# Latest visitors to our house



## pgm860 (Oct 24, 2003)

Couple of days ago the dogs were going crazy outside, this typically means that either someone was at the gate or they spotted some animal on the other side of the fence. So camera in hand I stepped outside and here is what I saw


























They are wild turkey's that visit the various bird feeders around the area.

Praveen


----------



## Maggie-NC (Jun 22, 2005)

Praveen, how lucky you are to have all those wild turkeys visit you. They look so majestic. Hope no hunter decides to freeze one for Thanksgiving. That is a large flock too. Thank you so much (as always  ) for your beautiful photography.


----------



## EgypSwiftLady (Jan 14, 2008)

Those photo's are great. Can't wait til my hubby get's home to see them, 
he used to be a hunter but now he put away the rifle and carries a camera. 

Thanks for sharing.
Robin.


----------



## Snowbird Sue (Dec 31, 2007)

How wonderful, to see the Wild Turkys to! We also have them, and they are a true treasure to see. Yes, I hunt them too, but they are so sly!!! Huting is a way to control the population. I know some people don't like it, but without hunting, the turkeys would over-populate. Even with hunting, they are not all shot. Beautiful Birds!!!


----------



## Feather (Dec 8, 2005)

Praveen,

Thank You for the pictures of the wild turkeys. Glad to see that you are still hanging on to your camera.


----------



## maryjane (Jul 15, 2006)

The best part is when they have babies toddling around after them, you'll have a bunch of moms and a dad or two and then all these babies underfoot. I used to live at the edge of a wildlife preserve and they came into the backyard every day. It's fun watching the babies grow into long-legged gangly teens and then adults.


----------



## Snowbird Sue (Dec 31, 2007)

*Best Part!*

Oh, Yes, and those little "peeps" are so adorable! They are so cute too, and to watch them cross a road! All in single file, no arguing! I think we could all learn from them, don't you? Oh, and those little peeps DO listen to that Hen too!


----------



## Skyeking (Jan 17, 2003)

What lovely pictures to see the wild turkeys in the contrast of the snow. Thank you for sharing!


----------



## naturegirl (Nov 7, 2005)

We had some about 5 years ago in front of our house and they have very beautiful colorful faces. As I drove up the street they were walking on the sidewalk and seen the shiney rims on my car so came out and started pecking at the rims. I laughed so hard I almost peed myself, I couldn't go anywhere they were having too much fun playing with my car. 

Cindy


----------



## Dezirrae (Oct 6, 2007)

Beautiful photos Praveen! I've never seen them so close up nor that many... what a treat


----------



## chriss80 (May 6, 2007)

Wow look at them, they all so pretty !


----------



## Charis (Feb 11, 2007)

Great pictures. I would so love to have that flock out my back door.


----------



## Snowbird Sue (Dec 31, 2007)

Charis said:


> Great pictures. I would so love to have that flock out my back door.
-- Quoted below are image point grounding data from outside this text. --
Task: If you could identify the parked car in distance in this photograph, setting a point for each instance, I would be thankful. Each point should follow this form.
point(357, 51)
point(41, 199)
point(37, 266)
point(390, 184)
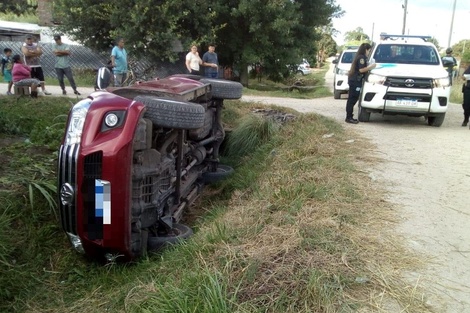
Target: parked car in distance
point(409, 79)
point(343, 64)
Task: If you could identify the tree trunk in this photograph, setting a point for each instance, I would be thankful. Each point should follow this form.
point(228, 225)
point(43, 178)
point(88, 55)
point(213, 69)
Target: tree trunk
point(244, 75)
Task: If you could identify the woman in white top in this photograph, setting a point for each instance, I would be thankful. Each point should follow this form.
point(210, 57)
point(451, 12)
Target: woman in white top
point(193, 61)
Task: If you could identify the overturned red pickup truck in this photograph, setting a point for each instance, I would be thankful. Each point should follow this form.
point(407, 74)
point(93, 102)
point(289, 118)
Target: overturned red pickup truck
point(134, 158)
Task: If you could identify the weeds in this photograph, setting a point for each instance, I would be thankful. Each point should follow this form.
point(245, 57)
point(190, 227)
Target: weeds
point(292, 231)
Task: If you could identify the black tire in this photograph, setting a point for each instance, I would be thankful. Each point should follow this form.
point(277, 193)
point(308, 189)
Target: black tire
point(173, 114)
point(179, 233)
point(223, 171)
point(364, 116)
point(337, 94)
point(224, 89)
point(436, 120)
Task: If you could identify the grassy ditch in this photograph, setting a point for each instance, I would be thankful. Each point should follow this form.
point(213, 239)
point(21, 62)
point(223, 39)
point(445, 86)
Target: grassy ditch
point(299, 227)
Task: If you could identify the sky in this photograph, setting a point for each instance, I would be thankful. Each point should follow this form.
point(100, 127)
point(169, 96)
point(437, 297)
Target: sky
point(424, 17)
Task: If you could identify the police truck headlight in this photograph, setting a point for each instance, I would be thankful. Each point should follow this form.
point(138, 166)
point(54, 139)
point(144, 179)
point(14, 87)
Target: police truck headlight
point(442, 82)
point(376, 79)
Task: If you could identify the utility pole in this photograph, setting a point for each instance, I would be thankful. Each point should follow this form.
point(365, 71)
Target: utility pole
point(372, 37)
point(451, 23)
point(405, 9)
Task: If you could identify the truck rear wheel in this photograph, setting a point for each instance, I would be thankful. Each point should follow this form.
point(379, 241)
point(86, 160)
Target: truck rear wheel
point(436, 120)
point(173, 114)
point(224, 89)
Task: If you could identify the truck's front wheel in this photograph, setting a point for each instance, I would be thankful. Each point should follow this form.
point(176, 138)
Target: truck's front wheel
point(173, 114)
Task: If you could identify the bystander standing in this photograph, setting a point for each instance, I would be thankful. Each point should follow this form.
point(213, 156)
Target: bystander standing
point(32, 53)
point(62, 65)
point(211, 62)
point(119, 62)
point(7, 65)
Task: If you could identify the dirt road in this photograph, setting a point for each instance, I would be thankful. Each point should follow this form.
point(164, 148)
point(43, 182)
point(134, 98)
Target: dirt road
point(426, 171)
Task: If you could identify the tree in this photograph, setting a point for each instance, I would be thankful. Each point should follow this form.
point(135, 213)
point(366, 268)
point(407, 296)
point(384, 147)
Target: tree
point(281, 33)
point(18, 7)
point(357, 35)
point(326, 46)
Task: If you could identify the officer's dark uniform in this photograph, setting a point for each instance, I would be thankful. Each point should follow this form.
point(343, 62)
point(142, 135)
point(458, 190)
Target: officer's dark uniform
point(355, 85)
point(466, 99)
point(449, 62)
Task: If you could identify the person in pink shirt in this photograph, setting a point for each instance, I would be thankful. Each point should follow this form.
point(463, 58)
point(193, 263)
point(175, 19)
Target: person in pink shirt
point(22, 76)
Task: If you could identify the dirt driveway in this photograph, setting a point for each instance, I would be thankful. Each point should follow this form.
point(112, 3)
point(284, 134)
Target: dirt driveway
point(426, 171)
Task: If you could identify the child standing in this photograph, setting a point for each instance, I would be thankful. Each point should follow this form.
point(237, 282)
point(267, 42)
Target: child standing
point(7, 65)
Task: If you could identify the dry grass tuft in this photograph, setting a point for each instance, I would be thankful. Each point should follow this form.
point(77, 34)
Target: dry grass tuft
point(317, 233)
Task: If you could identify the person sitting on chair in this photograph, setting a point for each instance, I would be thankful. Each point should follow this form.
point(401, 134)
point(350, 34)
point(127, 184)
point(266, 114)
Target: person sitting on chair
point(22, 76)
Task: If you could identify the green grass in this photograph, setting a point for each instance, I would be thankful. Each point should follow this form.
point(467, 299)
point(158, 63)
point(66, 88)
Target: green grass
point(313, 86)
point(291, 231)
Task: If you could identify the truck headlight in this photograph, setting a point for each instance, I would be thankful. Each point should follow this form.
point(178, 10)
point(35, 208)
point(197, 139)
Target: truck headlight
point(76, 243)
point(76, 122)
point(111, 120)
point(376, 79)
point(442, 82)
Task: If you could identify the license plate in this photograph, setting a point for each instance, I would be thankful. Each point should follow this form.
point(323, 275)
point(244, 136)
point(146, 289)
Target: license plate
point(407, 102)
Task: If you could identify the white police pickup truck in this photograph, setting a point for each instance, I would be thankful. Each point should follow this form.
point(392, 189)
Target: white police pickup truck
point(409, 79)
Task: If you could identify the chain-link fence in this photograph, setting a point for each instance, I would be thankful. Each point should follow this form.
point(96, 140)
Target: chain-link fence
point(84, 58)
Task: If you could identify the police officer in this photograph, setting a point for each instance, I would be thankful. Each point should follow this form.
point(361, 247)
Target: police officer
point(359, 68)
point(449, 62)
point(466, 96)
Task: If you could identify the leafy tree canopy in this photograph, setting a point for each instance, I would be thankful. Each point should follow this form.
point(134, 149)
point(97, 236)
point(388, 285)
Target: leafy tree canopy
point(273, 32)
point(357, 35)
point(18, 7)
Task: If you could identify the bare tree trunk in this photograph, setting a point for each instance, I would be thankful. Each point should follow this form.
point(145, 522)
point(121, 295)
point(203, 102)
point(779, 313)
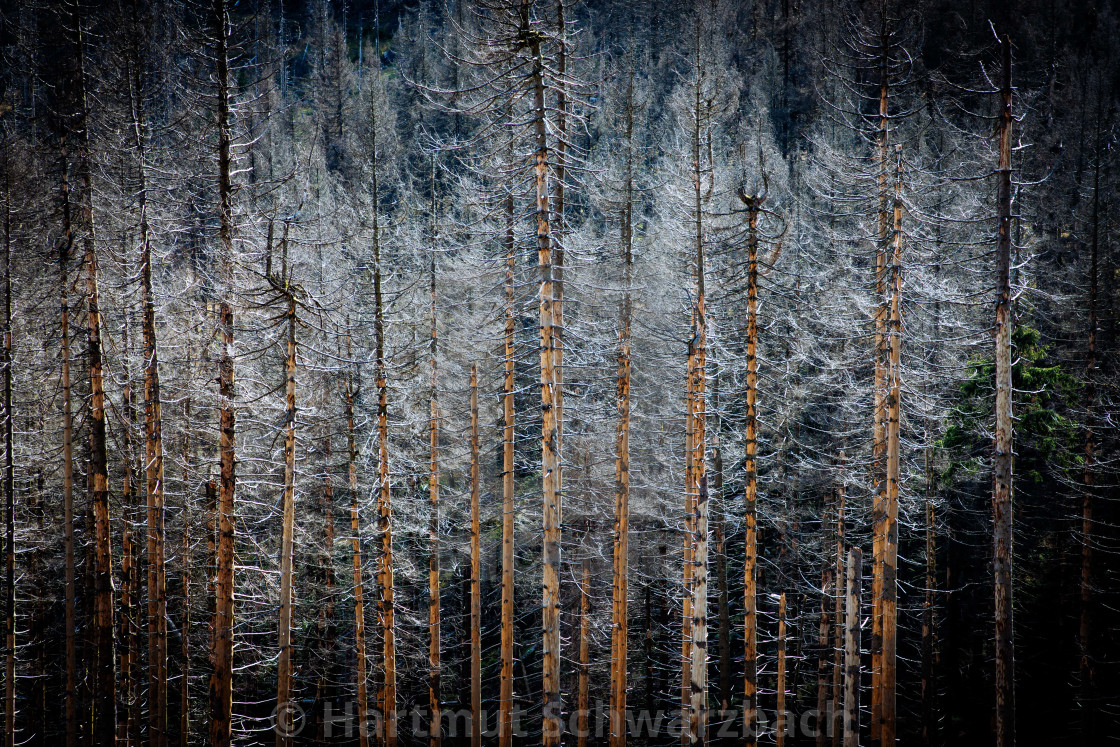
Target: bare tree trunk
point(154, 444)
point(104, 725)
point(582, 697)
point(621, 584)
point(1084, 631)
point(285, 705)
point(356, 554)
point(9, 478)
point(929, 688)
point(476, 603)
point(186, 561)
point(782, 725)
point(221, 685)
point(130, 585)
point(879, 404)
point(385, 603)
point(505, 697)
point(851, 650)
point(550, 442)
point(1002, 489)
point(889, 532)
point(64, 252)
point(839, 645)
point(750, 483)
point(434, 609)
point(698, 352)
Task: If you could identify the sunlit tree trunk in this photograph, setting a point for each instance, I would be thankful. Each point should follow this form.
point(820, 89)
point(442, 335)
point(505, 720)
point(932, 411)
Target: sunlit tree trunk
point(476, 603)
point(851, 649)
point(221, 685)
point(360, 655)
point(1002, 489)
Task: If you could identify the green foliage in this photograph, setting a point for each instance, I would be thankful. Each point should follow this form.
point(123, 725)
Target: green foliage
point(1045, 438)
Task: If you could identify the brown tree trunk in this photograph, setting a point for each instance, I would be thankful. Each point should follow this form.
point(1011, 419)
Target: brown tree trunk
point(221, 685)
point(1084, 632)
point(286, 706)
point(64, 252)
point(104, 725)
point(385, 603)
point(1002, 489)
point(750, 484)
point(550, 445)
point(582, 697)
point(839, 621)
point(781, 720)
point(130, 585)
point(929, 687)
point(621, 581)
point(879, 404)
point(360, 664)
point(851, 649)
point(434, 623)
point(476, 603)
point(186, 559)
point(505, 697)
point(888, 604)
point(9, 481)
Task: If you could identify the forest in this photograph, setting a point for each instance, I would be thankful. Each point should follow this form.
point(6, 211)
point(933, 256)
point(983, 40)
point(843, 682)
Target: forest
point(560, 372)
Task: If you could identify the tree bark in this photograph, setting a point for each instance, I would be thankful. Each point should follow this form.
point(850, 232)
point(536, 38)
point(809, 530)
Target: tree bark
point(476, 604)
point(221, 685)
point(889, 514)
point(9, 481)
point(104, 725)
point(550, 445)
point(781, 721)
point(621, 581)
point(286, 707)
point(505, 697)
point(360, 663)
point(750, 484)
point(851, 650)
point(1002, 489)
point(64, 252)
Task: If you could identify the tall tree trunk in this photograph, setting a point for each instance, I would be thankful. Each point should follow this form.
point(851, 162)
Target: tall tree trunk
point(9, 478)
point(550, 442)
point(1002, 489)
point(1084, 631)
point(698, 352)
point(186, 566)
point(582, 697)
point(154, 442)
point(104, 725)
point(286, 707)
point(621, 565)
point(750, 482)
point(476, 601)
point(851, 649)
point(889, 515)
point(434, 626)
point(929, 687)
point(130, 586)
point(505, 697)
point(839, 645)
point(385, 603)
point(221, 685)
point(64, 252)
point(360, 664)
point(879, 404)
point(781, 720)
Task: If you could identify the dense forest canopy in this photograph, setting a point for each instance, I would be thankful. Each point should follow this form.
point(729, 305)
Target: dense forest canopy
point(560, 372)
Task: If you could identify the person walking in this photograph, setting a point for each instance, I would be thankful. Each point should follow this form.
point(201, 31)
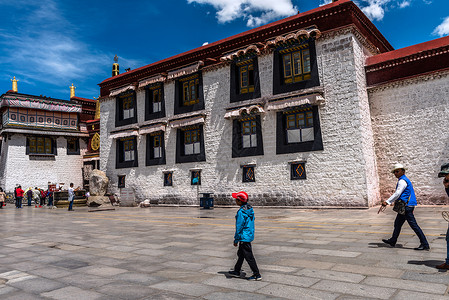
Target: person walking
point(244, 235)
point(71, 196)
point(29, 194)
point(404, 192)
point(19, 196)
point(445, 173)
point(2, 198)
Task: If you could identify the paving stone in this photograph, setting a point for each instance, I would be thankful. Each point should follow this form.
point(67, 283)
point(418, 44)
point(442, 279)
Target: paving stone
point(408, 295)
point(331, 275)
point(190, 289)
point(72, 293)
point(294, 292)
point(367, 270)
point(419, 286)
point(36, 285)
point(126, 290)
point(354, 289)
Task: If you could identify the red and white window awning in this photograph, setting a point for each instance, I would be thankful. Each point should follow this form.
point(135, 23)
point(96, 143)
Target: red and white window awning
point(242, 111)
point(151, 80)
point(187, 122)
point(314, 99)
point(186, 70)
point(122, 134)
point(121, 90)
point(152, 128)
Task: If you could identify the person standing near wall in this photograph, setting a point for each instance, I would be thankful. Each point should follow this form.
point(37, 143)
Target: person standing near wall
point(19, 196)
point(445, 173)
point(405, 192)
point(2, 198)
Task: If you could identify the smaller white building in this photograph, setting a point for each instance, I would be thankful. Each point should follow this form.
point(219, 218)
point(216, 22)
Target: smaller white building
point(41, 141)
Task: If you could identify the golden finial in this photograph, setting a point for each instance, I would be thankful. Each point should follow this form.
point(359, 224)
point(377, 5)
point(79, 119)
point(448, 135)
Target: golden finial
point(14, 85)
point(115, 67)
point(97, 109)
point(72, 91)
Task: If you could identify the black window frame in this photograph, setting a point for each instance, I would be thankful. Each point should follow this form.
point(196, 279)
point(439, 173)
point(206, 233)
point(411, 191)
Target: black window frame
point(294, 175)
point(237, 138)
point(282, 147)
point(76, 151)
point(149, 113)
point(235, 94)
point(180, 108)
point(54, 147)
point(150, 160)
point(279, 86)
point(168, 178)
point(245, 170)
point(180, 156)
point(193, 175)
point(119, 121)
point(120, 162)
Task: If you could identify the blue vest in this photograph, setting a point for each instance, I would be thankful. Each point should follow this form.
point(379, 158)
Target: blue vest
point(409, 192)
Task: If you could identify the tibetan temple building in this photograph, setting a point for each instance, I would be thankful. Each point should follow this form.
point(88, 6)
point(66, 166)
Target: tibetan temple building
point(311, 110)
point(45, 140)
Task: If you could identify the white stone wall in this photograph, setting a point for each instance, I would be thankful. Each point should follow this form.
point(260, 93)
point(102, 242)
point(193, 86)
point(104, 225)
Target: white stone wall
point(410, 120)
point(344, 173)
point(26, 170)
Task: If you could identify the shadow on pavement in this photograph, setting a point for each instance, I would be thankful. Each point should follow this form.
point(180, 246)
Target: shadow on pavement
point(428, 263)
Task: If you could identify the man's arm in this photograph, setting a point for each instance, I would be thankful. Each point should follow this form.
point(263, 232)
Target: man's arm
point(399, 190)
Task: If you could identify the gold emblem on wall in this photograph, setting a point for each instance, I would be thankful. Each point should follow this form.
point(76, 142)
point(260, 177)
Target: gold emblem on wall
point(95, 143)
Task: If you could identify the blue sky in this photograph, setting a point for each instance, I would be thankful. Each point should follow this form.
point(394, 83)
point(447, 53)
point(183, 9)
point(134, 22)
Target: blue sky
point(48, 44)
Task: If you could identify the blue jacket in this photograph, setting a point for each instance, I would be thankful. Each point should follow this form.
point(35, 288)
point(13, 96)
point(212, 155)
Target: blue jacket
point(408, 195)
point(244, 224)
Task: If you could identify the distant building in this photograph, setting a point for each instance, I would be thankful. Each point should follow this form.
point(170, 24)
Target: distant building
point(311, 110)
point(43, 139)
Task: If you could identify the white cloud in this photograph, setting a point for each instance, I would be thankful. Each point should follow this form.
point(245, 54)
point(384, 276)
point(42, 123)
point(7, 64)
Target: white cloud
point(404, 4)
point(443, 28)
point(255, 12)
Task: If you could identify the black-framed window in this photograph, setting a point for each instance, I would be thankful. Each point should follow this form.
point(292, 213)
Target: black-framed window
point(247, 137)
point(126, 152)
point(190, 144)
point(298, 130)
point(41, 145)
point(155, 150)
point(126, 108)
point(168, 178)
point(154, 102)
point(248, 174)
point(298, 170)
point(189, 94)
point(195, 177)
point(295, 67)
point(245, 82)
point(73, 146)
point(121, 181)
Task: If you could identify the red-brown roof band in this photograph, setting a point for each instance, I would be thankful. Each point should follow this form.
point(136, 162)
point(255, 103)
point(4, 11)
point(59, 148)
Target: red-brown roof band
point(327, 17)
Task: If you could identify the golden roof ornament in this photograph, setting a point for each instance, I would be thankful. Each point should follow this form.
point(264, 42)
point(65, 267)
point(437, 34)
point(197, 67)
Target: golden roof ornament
point(72, 91)
point(14, 85)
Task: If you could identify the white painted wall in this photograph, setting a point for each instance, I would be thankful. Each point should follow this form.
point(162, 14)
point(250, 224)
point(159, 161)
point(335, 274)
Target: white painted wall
point(410, 120)
point(26, 170)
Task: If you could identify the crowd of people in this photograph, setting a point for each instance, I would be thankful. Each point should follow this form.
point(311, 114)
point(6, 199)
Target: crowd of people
point(33, 196)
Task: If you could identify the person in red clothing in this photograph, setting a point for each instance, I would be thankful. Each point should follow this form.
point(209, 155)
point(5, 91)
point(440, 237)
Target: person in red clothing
point(19, 196)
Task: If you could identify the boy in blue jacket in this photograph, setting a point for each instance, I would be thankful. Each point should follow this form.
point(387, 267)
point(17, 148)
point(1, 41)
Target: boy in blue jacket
point(244, 235)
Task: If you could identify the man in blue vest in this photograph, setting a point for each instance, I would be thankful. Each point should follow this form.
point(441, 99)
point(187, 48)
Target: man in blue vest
point(445, 173)
point(404, 192)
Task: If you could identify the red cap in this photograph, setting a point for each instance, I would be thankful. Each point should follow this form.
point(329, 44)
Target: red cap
point(242, 196)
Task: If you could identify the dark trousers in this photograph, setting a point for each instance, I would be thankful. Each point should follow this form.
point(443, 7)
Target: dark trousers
point(246, 252)
point(410, 218)
point(19, 202)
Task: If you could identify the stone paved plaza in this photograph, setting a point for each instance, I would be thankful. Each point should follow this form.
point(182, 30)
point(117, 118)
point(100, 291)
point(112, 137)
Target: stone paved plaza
point(185, 252)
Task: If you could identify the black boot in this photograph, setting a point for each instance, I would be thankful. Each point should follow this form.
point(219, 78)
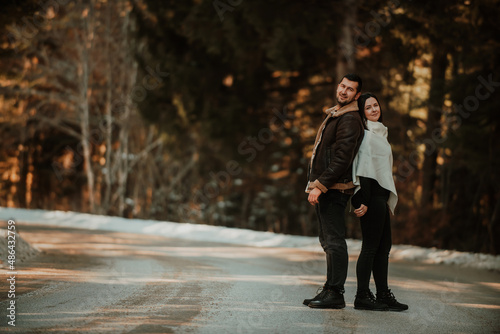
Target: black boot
point(387, 297)
point(319, 294)
point(332, 298)
point(366, 301)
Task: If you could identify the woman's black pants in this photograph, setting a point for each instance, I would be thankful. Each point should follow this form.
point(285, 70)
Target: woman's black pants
point(374, 256)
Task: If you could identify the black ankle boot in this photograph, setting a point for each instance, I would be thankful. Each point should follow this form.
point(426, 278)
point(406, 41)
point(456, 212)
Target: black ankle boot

LOL! I don't think you would like the mess they leave behind!!!


----------



## Charis (Feb 11, 2007)

Snowbird Sue said:


> LOL! I don't think you would like the mess they leave behind!!!


Honest, I wouldn't mind.


----------



## Guest (Jan 25, 2008)

they are awesome , we have them here too but not as much as we used to  what kind of camera do you have , they look so calm the ones around here dont ever let you get that close to them if they can help it  wonderful pictures


----------



## george simon (Feb 28, 2006)

*Little Known Fact*

Did you guys know that Ben Franklin wanted the Turkey to be the national bird and not the eagle. He reasoned that the TURKEY was a much smarter bird then the eagle.but rest of the continal congress felt that the eagle was a powerful and feared bird and that the new nation needed to project power. .GEORGE


----------



## horsesgot6 (May 30, 2007)

What Outstanding Pictures. i Just love looking at Wildlife. I see The Wild Turkeys Around here But never that Close They Stay At the tree Lines.


----------



## horsesgot6 (May 30, 2007)

george simon said:


> Did you guys know that Ben Franklin wanted the Turkey to be the national bird and not the eagle. He reasoned that the TURKEY was a much smarter bird then the eagle.but rest of the continal congress felt that the eagle was a powerful and feared bird and that the new nation needed to project power. .GEORGE


Thanks For Letting Us Know well Atleast I Didn't Know That. So Thanks For letting Me Know.


----------



## pgm860 (Oct 24, 2003)

*Thank you*

Thank you all for the wonderful comments. All the close up pictures were taken with me about 6 feet away from the birds. They did not panic as long as I did not make any sudden movements. The camera used was a Nikon D2x Digital SLR. I used a 18-200mm lens with Vibration reduction on the camera. 

Thanks
Praveen.


----------



## Margarret (May 3, 2007)

Those are wonderful pictures. Thank you for sharing them with us. 

Margaret


----------



## Reti (Jul 20, 2003)

They are so beautiful. Never saw on in real life.

Reti


----------